In fact, a U.S. Treasury bond and a U.S. Treasury bill are both debentures in the strictest sense. Despite the fact that they are not backed by anything, they are considered risk-free investments.
Why do businesses increase their NCD?
Agencies like Fitch Ratings, CRISIL, ICRA, and CARE rate every company that wants to raise money through an NCD. The corporation is rated by these agencies based on its capacity to pay its debts on time. As a result, a lower credit rating indicates a bigger credit risk.
Is Muthoot Finance NCD a safe investment?
On January 5, Muthoot Fincorp Limited launched its 12th public issuance of Secured Redeemable Non-Convertible Debentures (NCDs) to raise Rs. 200 crore, with an option to retain up to Rs. 200 crore in over-subscription, for a total of Rs. 400 crore.
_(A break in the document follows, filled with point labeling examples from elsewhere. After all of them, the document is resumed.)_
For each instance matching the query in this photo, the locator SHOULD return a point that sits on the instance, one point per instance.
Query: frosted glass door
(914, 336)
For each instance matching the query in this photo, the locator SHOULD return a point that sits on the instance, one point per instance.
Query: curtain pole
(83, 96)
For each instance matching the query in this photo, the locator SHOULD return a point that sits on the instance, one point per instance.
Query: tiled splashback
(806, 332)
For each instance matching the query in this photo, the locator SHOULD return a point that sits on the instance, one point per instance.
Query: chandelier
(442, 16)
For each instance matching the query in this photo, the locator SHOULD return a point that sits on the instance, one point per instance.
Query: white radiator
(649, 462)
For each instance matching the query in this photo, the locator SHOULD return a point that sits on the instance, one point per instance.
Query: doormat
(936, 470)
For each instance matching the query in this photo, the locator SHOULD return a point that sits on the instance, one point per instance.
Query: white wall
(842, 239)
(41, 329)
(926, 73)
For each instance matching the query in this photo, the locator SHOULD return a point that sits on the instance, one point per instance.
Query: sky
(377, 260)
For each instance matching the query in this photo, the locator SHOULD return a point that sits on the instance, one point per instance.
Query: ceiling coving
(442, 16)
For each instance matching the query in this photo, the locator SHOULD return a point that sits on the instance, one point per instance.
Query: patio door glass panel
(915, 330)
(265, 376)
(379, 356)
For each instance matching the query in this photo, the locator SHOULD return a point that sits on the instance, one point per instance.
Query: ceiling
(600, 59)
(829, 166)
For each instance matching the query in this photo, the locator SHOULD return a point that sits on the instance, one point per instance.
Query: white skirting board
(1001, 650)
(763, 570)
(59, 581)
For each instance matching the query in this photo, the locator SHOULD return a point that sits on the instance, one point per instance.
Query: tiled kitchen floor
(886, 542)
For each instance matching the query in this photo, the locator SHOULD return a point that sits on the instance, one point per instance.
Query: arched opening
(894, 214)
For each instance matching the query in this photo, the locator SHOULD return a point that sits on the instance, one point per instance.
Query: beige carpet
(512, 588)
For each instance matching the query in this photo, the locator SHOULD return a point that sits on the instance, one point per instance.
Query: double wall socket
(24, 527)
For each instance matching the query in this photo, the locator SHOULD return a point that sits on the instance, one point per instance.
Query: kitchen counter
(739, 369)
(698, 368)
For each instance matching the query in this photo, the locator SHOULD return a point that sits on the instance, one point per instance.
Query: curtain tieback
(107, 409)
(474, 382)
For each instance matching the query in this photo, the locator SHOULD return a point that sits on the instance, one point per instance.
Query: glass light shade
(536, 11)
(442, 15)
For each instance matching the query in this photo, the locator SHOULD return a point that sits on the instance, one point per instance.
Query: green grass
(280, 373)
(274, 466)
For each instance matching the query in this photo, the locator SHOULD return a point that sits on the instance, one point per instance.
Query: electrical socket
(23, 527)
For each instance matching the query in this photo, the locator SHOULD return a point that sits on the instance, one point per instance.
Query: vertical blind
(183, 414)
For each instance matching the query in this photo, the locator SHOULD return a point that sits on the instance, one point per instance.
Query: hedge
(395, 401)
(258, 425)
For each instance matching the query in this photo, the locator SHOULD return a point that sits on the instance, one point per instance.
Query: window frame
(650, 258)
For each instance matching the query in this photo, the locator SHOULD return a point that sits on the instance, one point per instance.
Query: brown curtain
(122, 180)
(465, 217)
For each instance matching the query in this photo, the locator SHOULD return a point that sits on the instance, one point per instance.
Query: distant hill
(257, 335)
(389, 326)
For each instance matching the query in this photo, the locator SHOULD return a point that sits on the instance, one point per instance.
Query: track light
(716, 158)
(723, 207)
The monies raised will be used largely for onward lending, financing, and the repayment/prepayment of interest and principal on the company’s current borrowings. The NCDs will have a face value of $1,000 each and a minimum ticket size of $10,000. Secured NCDs will be available in ten tenures: 27 months, 38 months, 72 months, and 96 months, with effective yields ranging from 8.30 to 9.37 percent. Crisil Limited has given the issue a “CRISIL A+/Stable” rating and the issue will conclude on January 28 with the option to close early or extend as per SEBI regulations. During April 2021 to December 2021, the company raised cash totaling 665.11 crore through NCD public issuance, 500 crore through Market Linked NCDs (MLD), and 75 crore through private placements. Muthoot Fincorp Limited’s Managing Director, Thomas John Muthoot, said the company has seen an increase in demand for gold and MSME loans. As a result, the company has chosen to issue an NCD to help meet its growing working capital needs.